On June 28, Temporarily Resigned (Purnima Kashyap) tweeted a Bible verse with a message that “love is patient, love is kind, love never tires.” Hours after it was posted, she left the photo and her Twitter account, creating an outcry on social media.

“Upon reading this it left me speechless. She has just taken herself out of the running to be a member of our national Olympic committee because her religious views exclude her from team proceedings for the sake of another,” wrote Shiva Ayyadurai, who placed fourth in the 2006 UK Parliament election. He went on to tweet: “Pray for Canada!”

And in the hours after Kashyap left her account, her page became a window into a contentious social debate about tolerance for all different walks of life.

“Do you condemn human rights abuses in #MiddleEast for intolerance of ummah? FKK churches? Do you express your concern for murder & rape in #Qatar? #Turkey? #Egypt? #Saudi? #Libya?” wrote one user, referring to “honor killing” and “sectarian” persecution.

Another Twitter user said: “Moral fools clearly believe that supporting discrimination against transgender person = support for weak and vulnerable people. @PrayforCanada.”

Criticism like this appeared to frustrate Kashyap, who apologized in a tweet for her social media missteps.

“I take full responsibility. I can’t undo the damage caused, but I can try to correct it,” she wrote.

In her posts, Kashyap spoke about her transition, stating that “hell hath no fury like a woman scorned.”

“My whole life has been an uphill battle against the system,” she said. “Today’s struggle is to overcome entrenched stereotypes and a homophobic society.”

Canada’s gender identity laws

Currently, 17 provinces and territories in Canada have transgender protections in their human rights codes.

In April, Toronto became the first city in Canada to extend its human rights protections to cover the identities of transgender and gender nonconforming people, and last December, the University of Toronto announced that it had made resources available for students to support the mental health of transgender students.

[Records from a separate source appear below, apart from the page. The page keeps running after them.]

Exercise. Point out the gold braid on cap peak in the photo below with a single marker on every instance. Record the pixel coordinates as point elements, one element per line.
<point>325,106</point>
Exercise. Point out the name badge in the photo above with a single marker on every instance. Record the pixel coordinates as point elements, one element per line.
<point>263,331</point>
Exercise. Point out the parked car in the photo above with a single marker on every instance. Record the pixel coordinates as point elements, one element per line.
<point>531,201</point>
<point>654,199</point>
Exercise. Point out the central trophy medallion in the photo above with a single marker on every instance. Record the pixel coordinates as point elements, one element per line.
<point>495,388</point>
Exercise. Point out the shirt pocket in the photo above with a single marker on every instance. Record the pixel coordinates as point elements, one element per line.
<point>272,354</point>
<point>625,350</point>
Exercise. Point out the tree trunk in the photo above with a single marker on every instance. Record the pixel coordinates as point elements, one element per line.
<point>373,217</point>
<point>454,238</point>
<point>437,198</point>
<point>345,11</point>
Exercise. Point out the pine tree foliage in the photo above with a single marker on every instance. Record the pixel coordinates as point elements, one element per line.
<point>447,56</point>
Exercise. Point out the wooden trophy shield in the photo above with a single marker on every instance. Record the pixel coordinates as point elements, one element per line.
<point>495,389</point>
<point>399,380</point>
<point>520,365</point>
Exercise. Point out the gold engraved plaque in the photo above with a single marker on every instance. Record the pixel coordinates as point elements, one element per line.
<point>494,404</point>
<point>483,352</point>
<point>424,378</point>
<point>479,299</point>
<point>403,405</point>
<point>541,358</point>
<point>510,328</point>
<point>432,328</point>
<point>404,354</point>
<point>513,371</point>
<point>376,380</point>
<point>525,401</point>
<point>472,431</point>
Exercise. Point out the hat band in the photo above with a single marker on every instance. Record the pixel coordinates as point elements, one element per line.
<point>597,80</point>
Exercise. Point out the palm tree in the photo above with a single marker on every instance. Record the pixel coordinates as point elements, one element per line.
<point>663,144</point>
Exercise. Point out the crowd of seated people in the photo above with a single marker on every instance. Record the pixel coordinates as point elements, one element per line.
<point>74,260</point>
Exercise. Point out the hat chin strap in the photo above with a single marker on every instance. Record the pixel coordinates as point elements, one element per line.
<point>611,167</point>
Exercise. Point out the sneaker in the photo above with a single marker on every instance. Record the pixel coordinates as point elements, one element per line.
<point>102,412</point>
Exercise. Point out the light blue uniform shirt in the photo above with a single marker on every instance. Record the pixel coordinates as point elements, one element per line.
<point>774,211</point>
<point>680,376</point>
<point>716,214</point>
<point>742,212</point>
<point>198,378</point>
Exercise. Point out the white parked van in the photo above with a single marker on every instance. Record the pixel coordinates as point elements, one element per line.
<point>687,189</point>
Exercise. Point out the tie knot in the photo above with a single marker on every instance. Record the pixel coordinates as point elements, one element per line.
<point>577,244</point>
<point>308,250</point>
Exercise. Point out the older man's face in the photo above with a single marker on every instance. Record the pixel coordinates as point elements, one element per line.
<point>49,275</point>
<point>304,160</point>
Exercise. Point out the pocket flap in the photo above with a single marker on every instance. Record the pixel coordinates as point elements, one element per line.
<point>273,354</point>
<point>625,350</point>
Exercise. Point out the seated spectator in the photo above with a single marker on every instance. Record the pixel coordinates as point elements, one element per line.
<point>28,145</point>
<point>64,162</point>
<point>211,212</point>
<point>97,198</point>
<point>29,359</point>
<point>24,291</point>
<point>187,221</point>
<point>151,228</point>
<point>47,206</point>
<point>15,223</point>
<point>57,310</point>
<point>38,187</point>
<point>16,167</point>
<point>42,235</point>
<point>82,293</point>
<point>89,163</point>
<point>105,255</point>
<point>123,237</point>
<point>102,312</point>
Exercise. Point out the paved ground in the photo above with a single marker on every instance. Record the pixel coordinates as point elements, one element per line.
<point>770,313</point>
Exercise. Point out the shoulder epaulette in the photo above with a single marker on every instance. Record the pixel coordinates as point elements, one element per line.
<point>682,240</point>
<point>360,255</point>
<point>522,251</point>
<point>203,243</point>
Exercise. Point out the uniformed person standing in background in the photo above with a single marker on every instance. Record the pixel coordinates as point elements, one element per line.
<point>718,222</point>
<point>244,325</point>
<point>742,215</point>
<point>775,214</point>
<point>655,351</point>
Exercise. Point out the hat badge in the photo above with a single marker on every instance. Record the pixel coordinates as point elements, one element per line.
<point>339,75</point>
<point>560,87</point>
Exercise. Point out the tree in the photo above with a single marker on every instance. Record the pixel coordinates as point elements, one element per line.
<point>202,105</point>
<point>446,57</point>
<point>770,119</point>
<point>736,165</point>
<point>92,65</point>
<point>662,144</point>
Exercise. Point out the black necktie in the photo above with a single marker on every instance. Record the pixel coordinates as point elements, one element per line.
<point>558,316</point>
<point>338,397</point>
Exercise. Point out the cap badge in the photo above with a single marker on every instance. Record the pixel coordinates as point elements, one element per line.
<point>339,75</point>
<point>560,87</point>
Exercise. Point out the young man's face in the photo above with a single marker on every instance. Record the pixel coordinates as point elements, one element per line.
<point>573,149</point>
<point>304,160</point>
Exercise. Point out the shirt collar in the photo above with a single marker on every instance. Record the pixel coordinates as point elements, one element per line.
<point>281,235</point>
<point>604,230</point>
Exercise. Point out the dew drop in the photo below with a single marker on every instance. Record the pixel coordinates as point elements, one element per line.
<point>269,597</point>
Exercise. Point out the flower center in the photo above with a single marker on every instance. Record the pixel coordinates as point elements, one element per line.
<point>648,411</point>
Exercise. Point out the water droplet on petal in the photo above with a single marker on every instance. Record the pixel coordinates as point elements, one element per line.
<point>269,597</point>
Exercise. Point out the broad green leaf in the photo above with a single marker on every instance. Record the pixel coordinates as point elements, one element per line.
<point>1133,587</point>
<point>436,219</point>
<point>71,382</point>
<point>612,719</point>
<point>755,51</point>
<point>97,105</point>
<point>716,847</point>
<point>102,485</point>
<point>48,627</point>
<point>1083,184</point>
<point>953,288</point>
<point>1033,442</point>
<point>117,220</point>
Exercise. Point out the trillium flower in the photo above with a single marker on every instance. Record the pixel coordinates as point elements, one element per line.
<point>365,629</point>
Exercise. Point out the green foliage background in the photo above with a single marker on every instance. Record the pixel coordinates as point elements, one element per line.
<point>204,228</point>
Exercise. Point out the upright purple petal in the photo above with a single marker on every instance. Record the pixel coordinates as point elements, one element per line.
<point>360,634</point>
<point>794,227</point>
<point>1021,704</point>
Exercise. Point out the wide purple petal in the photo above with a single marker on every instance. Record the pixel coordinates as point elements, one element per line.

With recent successes, transgender advocates say people are becoming more comfortable with their non-binary or gender-neutral identity. The “David and Goliath” thesis holds that transgender people are fighting against societal forces that promote anti-transgender norms and discrimination.

On Tuesday, Toronto Mayor John Tory said he expected discussions around the issue to be given further consideration in the upcoming 2017/2018 budget.